一個高大、強壯的男人從下一張牌里望著我。他和我長得很像,只是下巴更厚實些。我知道他比我壯,事實上,他巨大的力量極富傳奇色彩,不過論速度還是我更快。他穿著一件藍色和灰色的晨衣,中間用一根寬寬的黑色腰帶系住,站在那兒放聲大笑。他脖子上掛著根粗粗的繩子,上頭吊了一個銀號角。他的臉頰邊上長著絡腮鬍,嘴唇上也有些小鬍子,右手還拿著一杯酒。我忽然對這個人很有好感。他的名字也浮現在我的腦海里。他是傑拉德。

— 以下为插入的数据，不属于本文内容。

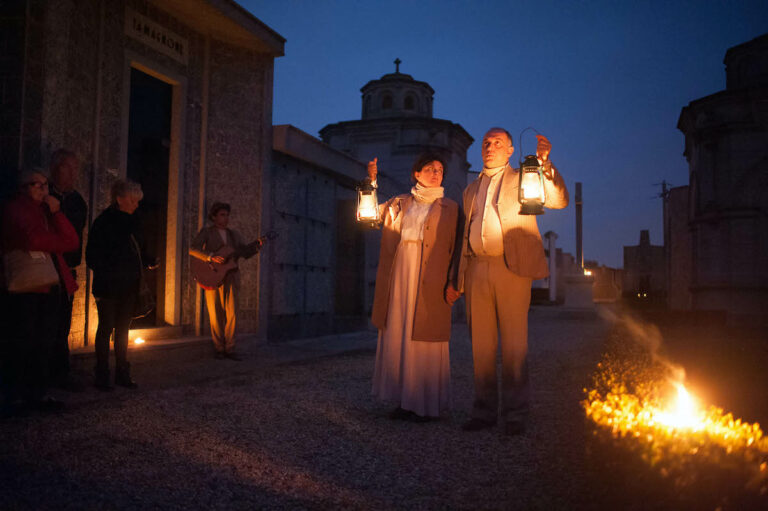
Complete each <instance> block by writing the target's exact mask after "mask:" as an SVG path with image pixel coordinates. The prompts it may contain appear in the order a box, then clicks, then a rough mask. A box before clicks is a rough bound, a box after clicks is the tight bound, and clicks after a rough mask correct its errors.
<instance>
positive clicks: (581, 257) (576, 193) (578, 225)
mask: <svg viewBox="0 0 768 511" xmlns="http://www.w3.org/2000/svg"><path fill="white" fill-rule="evenodd" d="M575 202H576V264H577V265H578V267H579V269H584V250H583V247H584V239H583V236H582V232H581V229H582V227H581V225H582V220H581V208H582V204H583V202H582V201H581V183H576V201H575Z"/></svg>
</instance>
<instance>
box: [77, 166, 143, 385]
mask: <svg viewBox="0 0 768 511" xmlns="http://www.w3.org/2000/svg"><path fill="white" fill-rule="evenodd" d="M143 196H144V193H143V192H142V191H141V186H140V185H139V184H138V183H134V182H132V181H122V180H119V181H116V182H115V184H114V185H113V186H112V204H111V205H110V206H109V207H108V208H107V209H105V210H104V211H103V212H102V213H101V214H100V215H99V216H98V218H96V220H94V222H93V225H92V226H91V229H90V231H89V233H88V244H87V245H86V247H85V261H86V263H87V264H88V267H89V268H90V269H91V270H93V296H94V297H95V298H96V308H97V309H98V312H99V326H98V328H97V329H96V368H95V375H96V379H95V386H96V388H98V389H99V390H103V391H110V390H113V387H112V385H111V383H110V374H109V338H110V336H111V335H112V332H113V331H114V333H115V336H114V346H115V384H116V385H120V386H121V387H126V388H136V386H137V385H136V382H134V381H133V379H131V366H130V364H129V363H128V329H129V328H130V325H131V319H132V317H133V314H134V311H135V307H136V299H137V297H138V294H139V285H140V281H141V272H142V261H150V260H152V261H154V259H153V258H150V257H147V256H146V255H142V250H141V248H140V246H141V244H140V243H139V240H140V239H141V237H140V236H139V232H138V231H139V229H138V225H139V223H138V220H137V218H136V217H135V216H134V214H133V213H134V212H135V211H136V208H138V207H139V201H140V200H141V198H142V197H143Z"/></svg>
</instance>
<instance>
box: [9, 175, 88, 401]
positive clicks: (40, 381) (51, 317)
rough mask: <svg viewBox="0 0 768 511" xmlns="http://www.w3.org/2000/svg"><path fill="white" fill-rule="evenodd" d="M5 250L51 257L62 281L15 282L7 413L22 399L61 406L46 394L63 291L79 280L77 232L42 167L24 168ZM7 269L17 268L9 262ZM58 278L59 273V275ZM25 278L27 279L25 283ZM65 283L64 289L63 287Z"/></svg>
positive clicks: (72, 289) (11, 204)
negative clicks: (35, 285)
mask: <svg viewBox="0 0 768 511" xmlns="http://www.w3.org/2000/svg"><path fill="white" fill-rule="evenodd" d="M2 241H3V254H4V256H5V257H11V256H12V255H14V254H15V253H26V254H29V256H31V257H32V258H34V259H46V258H49V259H50V260H51V261H52V262H53V265H54V268H55V269H56V272H57V273H58V277H59V279H58V280H59V281H58V282H55V283H53V284H50V285H44V286H40V287H36V286H35V287H33V288H25V287H23V285H22V286H20V287H18V289H19V290H18V291H14V290H13V289H12V286H11V281H12V280H13V275H7V276H6V277H7V285H8V287H9V299H8V310H7V311H4V312H6V313H7V316H6V318H5V322H6V323H7V328H8V330H7V331H6V332H5V335H4V336H3V339H2V345H3V350H2V351H3V354H2V357H0V358H2V366H3V367H2V375H0V379H1V380H2V384H3V385H2V387H3V398H4V399H3V406H2V414H3V415H7V414H9V412H10V413H13V411H14V410H15V408H16V406H17V405H16V403H17V401H18V400H19V399H20V400H22V401H23V402H24V404H25V405H27V406H30V407H32V408H34V409H42V410H56V409H58V408H60V407H61V403H60V402H58V401H56V400H54V399H52V398H50V397H46V395H45V392H46V389H47V386H48V360H49V357H50V350H51V345H52V343H53V339H54V336H55V331H56V325H57V318H58V316H57V310H58V297H59V294H60V293H62V292H64V293H67V294H72V293H74V292H75V290H76V289H77V284H76V283H75V280H74V279H73V278H72V274H71V273H70V272H69V269H68V267H67V265H66V263H65V262H64V258H63V257H62V252H68V251H70V250H74V249H75V248H77V244H78V243H79V241H78V238H77V234H76V233H75V230H74V229H73V228H72V225H71V224H70V223H69V220H67V217H66V216H64V214H63V213H62V212H61V209H60V205H59V201H58V200H57V199H56V198H54V197H52V196H50V195H49V194H48V179H47V177H46V176H45V174H43V173H42V172H41V171H31V172H24V173H22V174H21V176H20V178H19V194H18V195H17V196H16V197H15V198H14V199H13V200H12V201H11V202H9V203H8V204H7V206H6V207H5V210H4V212H3V236H2ZM5 271H6V272H11V271H12V270H11V269H10V265H6V268H5ZM54 278H55V277H54ZM22 284H23V283H22ZM62 287H63V288H64V289H63V290H61V289H60V288H62Z"/></svg>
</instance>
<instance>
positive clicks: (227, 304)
mask: <svg viewBox="0 0 768 511" xmlns="http://www.w3.org/2000/svg"><path fill="white" fill-rule="evenodd" d="M230 210H231V208H230V206H229V204H227V203H224V202H216V203H214V204H213V206H211V211H210V213H209V214H208V219H209V220H211V221H212V222H213V225H211V226H209V227H204V228H203V229H202V230H201V231H200V232H199V233H197V236H195V239H194V240H193V241H192V248H190V250H189V255H190V256H192V257H196V258H198V259H201V260H203V261H206V262H208V263H216V264H224V263H225V262H226V260H225V258H224V257H222V256H220V255H216V253H217V252H219V251H221V249H222V248H224V247H226V246H229V247H231V248H232V249H234V250H235V251H237V253H238V255H242V256H243V257H245V258H246V259H247V258H250V257H252V256H254V255H255V254H256V253H258V251H259V249H260V248H261V244H262V242H261V241H260V240H257V241H256V242H255V243H252V244H250V245H247V244H246V243H245V242H244V241H243V238H242V236H241V235H240V234H239V233H238V232H237V231H235V230H233V229H230V228H229V227H227V226H228V225H229V214H230ZM235 257H236V259H235V262H236V261H237V256H235ZM239 291H240V271H239V270H238V268H237V266H235V268H234V269H233V270H232V271H230V272H228V273H227V274H226V276H225V277H224V279H223V281H222V283H221V285H220V286H219V287H217V288H216V289H205V291H204V292H205V304H206V307H207V308H208V316H209V318H210V320H211V337H212V338H213V347H214V349H215V350H216V353H215V357H216V358H217V359H224V358H228V359H231V360H241V358H240V356H239V355H237V354H236V353H235V352H234V348H235V323H236V320H237V310H238V302H237V300H238V295H239Z"/></svg>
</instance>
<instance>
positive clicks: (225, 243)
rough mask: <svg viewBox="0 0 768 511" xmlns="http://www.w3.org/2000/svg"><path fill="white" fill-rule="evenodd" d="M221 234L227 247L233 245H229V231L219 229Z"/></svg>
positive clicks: (219, 230)
mask: <svg viewBox="0 0 768 511" xmlns="http://www.w3.org/2000/svg"><path fill="white" fill-rule="evenodd" d="M219 234H220V235H221V240H222V241H223V242H224V244H225V245H232V243H228V238H229V236H227V229H219ZM233 248H234V247H233Z"/></svg>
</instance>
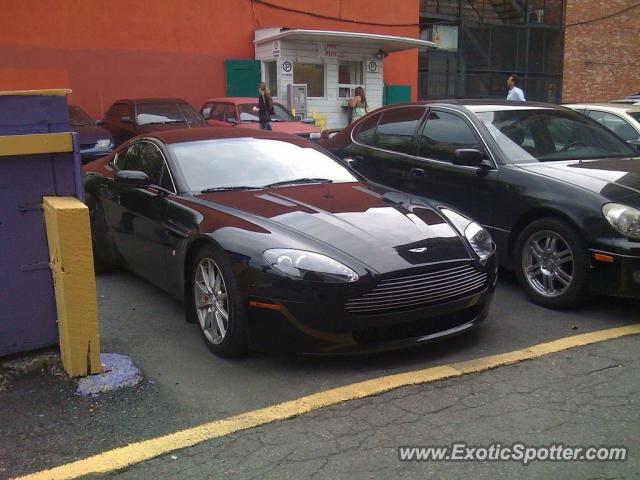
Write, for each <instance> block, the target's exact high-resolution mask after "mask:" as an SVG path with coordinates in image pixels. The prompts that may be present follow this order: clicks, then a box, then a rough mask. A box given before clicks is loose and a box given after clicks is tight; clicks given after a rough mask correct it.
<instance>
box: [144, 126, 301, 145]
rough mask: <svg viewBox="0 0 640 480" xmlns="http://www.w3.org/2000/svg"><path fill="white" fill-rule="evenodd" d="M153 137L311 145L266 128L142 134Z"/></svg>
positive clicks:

接著是一個長著火一般鬍鬚的男人。一頭火紅色的頭髮,身穿紅色和橙色衣服,料子基本上都是絲綢,看上去渾身散發著光芒。他右手持劍,左手拿一杯酒。他的眼睛和弗蘿拉或艾里克的一樣藍,眼裡躍動著惡魔般的神采。他的下顎並不豐滿,但被鬍鬚遮得嚴嚴實實。他的劍上有精美的金色裝飾。右手上戴著兩枚大戒指,左手上還有一枚,分別鑲著翡翠、紅寶石和藍寶石。我知道,他是布雷斯。

下面這個人像我和布雷斯的綜合體。長得像我,不過小了一號,我的眼睛,布雷斯的頭髮,只是缺了他的鬍子。他身著綠色的騎馬裝,跨在一匹白馬上,臉朝著卡片的右邊。在他身上混合著力量與軟弱、追求與放任。對他,我既讚許又反感,既喜歡他又覺得有些厭惡。我知道,他是布蘭德。從第一眼看見他起我就知道。